Jakub Glanzer's Synagogue

ID: 22


Jakub Glanzer's synagogue on vul. Vuhilna is the only Jewish temple in the Krakivske suburb, which survived the German occupation and has been preserved till today. The synagogue was built by Lviv Hasidim in 1844. The history of its construction and opening represents the whole complexity of the situation in which Hasidim and Orthodox Jews of Lviv found themselves after the establishment of the Austrian rule. According to tradition, the idea of the foundation of a new Hasidic synagogue belonged to the tzadik of Komarno; the responsibility for its construction was assumed by Jakub Glanzer, a merchant and the head of the Lviv Hasidic community. In 1840 Glanzer bought a plot on ul. Węglana (vul. Vuhilna), with an old house, where, in hope for a rapid construction of a new temple, the new Hasidic movement's Talmud-Torah school meetings started immediately. However, these meetings displeased progressive Jews who supported the Jewish Enlightenment ideas. They began to send complaints to the magistrate as the Austrians forbade Jews to pray in private homes after 1823. To buy off the adversaries, Glanzer had to allocate some funds for the construction of the progressive (reform) Tempel synagogue. In 1844 the construction of a synagogue on  ul. Węglana was completed; it was a place where Hasidim could meet legally. However, the progressive movement "Haskalah" representatives, who represented among the Jews of Lviv the official Austrian authorities, refused to authorize the opening of a new temple, arguing that the synagogue appeared to be bigger than planned. At that time, Glanzer's building really became the largest Jewish temple of the Krakivske suburb, though the "Haskalah" set this function in advance for their Tempel synagogue, which was still under construction. Permission to open the synagogue on  ul. Węglana was given to Jakub Glanzer only in 1846, after he donated a considerable amount in favor of the Tempel once again.

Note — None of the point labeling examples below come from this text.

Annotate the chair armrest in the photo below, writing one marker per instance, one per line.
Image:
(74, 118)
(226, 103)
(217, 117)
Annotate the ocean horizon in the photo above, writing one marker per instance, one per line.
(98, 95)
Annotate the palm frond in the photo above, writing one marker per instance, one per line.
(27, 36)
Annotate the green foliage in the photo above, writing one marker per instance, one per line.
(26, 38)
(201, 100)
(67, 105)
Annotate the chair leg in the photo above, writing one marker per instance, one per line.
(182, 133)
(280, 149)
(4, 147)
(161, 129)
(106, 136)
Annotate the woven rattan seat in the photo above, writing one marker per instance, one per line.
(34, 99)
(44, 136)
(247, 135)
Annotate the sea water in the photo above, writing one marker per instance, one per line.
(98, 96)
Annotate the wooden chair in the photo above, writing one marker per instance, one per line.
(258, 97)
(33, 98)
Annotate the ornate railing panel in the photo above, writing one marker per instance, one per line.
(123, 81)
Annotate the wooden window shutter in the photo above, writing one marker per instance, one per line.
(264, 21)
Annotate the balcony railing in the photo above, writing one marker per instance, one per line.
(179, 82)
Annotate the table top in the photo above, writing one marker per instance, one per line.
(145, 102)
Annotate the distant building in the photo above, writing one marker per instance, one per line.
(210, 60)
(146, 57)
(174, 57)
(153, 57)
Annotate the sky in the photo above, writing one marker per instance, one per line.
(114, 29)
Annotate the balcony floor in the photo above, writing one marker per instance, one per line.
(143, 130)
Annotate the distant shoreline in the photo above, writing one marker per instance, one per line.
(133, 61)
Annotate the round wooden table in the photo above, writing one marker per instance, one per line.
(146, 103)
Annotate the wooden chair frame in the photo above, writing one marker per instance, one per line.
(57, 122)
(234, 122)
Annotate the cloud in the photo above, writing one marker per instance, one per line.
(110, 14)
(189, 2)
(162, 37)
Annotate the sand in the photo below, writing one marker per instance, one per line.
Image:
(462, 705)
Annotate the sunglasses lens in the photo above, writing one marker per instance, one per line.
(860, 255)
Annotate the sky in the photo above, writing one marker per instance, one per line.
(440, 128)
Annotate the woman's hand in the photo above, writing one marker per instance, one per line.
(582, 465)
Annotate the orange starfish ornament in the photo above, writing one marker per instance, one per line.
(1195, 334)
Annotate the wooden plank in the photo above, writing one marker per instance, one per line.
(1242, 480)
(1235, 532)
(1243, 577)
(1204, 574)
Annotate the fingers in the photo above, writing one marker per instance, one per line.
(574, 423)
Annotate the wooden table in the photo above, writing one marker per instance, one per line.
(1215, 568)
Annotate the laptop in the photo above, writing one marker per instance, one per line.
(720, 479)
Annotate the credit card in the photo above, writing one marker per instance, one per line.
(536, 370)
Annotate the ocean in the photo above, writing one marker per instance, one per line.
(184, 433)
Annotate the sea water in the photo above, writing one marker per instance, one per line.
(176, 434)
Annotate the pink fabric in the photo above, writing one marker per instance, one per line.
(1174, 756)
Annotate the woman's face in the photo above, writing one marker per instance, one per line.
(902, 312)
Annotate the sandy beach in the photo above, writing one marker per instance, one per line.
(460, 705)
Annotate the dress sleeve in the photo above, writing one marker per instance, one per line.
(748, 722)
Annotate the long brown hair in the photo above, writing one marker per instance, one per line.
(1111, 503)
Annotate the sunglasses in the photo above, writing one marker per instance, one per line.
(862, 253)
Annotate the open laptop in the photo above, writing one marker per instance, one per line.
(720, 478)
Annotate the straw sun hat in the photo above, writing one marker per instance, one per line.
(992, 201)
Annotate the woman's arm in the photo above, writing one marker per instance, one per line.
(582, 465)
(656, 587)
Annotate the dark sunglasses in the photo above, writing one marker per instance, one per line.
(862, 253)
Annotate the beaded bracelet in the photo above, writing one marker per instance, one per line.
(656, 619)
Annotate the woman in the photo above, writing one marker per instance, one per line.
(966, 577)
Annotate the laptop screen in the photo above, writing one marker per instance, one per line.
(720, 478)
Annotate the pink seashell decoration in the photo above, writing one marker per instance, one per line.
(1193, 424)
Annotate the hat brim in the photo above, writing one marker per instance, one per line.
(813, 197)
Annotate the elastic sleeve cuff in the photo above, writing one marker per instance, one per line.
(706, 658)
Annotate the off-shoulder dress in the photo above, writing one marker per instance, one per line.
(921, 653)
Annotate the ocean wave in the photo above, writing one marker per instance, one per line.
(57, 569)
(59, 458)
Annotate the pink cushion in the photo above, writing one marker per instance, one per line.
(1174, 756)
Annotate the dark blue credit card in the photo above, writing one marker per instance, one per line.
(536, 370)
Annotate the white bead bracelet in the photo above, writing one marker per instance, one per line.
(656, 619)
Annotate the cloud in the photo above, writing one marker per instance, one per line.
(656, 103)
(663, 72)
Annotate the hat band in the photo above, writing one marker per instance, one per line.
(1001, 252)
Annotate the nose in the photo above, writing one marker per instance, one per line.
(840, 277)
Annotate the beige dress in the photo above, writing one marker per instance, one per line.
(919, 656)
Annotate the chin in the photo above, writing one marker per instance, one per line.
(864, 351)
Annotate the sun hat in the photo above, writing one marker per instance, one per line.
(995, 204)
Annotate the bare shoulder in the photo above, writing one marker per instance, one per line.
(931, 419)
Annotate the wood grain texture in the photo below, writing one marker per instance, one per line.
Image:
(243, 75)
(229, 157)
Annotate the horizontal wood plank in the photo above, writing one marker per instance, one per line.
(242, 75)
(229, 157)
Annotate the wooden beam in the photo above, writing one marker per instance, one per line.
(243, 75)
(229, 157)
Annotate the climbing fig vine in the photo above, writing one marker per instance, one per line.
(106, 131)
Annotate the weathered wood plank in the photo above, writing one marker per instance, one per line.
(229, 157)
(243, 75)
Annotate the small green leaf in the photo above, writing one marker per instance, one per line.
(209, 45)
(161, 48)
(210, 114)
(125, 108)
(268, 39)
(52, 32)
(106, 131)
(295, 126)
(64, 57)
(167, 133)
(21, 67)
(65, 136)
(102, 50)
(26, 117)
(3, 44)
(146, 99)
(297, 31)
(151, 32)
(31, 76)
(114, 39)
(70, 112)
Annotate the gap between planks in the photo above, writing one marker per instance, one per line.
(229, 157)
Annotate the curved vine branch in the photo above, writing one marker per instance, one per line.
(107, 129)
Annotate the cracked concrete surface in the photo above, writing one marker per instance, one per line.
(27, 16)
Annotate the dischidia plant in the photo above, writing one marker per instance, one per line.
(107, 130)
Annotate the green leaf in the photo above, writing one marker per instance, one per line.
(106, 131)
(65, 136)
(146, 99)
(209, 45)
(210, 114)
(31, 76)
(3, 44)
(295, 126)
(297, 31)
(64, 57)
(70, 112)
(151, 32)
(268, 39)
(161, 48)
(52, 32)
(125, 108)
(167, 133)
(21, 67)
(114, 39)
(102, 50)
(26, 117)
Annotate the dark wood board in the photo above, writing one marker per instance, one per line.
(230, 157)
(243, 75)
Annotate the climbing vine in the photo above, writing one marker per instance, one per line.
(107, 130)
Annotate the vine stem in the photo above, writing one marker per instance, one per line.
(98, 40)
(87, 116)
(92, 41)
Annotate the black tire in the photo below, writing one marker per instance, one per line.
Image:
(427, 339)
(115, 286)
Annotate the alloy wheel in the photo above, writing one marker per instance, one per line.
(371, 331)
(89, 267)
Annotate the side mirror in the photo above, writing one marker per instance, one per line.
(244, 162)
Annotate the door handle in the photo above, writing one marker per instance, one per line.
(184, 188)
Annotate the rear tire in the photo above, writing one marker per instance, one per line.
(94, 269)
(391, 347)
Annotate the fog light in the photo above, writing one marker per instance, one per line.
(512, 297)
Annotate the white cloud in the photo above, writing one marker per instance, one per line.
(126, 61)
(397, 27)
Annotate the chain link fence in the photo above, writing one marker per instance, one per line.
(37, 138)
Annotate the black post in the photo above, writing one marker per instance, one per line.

In the early twentieth century the synagogue on  ul. Węglana (vul. Vuhilna) became the property of Lviv's Jewish community. During the German occupation the workers of the market on pl. Sv. Teodora used the building as a commercial warehouse. After the war, when Lviv was occupied by Soviet troops, the remains of the Jewish community rallied around the Glanzer synagogue as the only surviving Jewish temple in this part of the city. It became a place of assembly for the newly created "Voluntary Jewish community of Lviv." According to reports, the synagogue was attended by 45-50 persons daily and by 1000-1200 persons on holidays (Гельстон). In Soviet Lviv, active cultural life of the Jews was seen as a challenge to the socialist system. The proximity of the Glanzer synagogue to the market on pl. Sv. Teodora led to the association of its visitors' involvement in speculative deals, they were collectively condemned or dismissed from jobs. Active activists were arrested or isolated from activities at the synagogue (Гельстон). In the early years of the "Khrushchev thaw" the situation around the synagogue was somewhat neutralized. In 1954 the community even managed to get permission for the arrangement of the ritual mikvah bath in the temple and for the baking of ritual matzah bread in city bakeries. The synagogue on vul. Vuhilna 
was visited by hundreds of visitors from other towns of Western Ukraine, where local synagogues were not preserved. It was there that aid flows from international Jewish organizations were directed. Perhaps it was because of these facts that in 1961 the synagogue and its visitors again became an object of interest for the relevant authorities. The community members found themselves under pressure, and then arrests began. The Jewish community members were accused of speculation of currency and gold. In 1962, after a show trial of the "speculators," the Jewish community was denied the right to have the synagogue, whose building was handed over to the sports department of the Lviv Institute of Printing. The temple's property was distributed among Lviv museums. In 1989 the building of the Glanzer synagogue was handed over to the Lviv Sholom Aleichem Jewish Culture Society.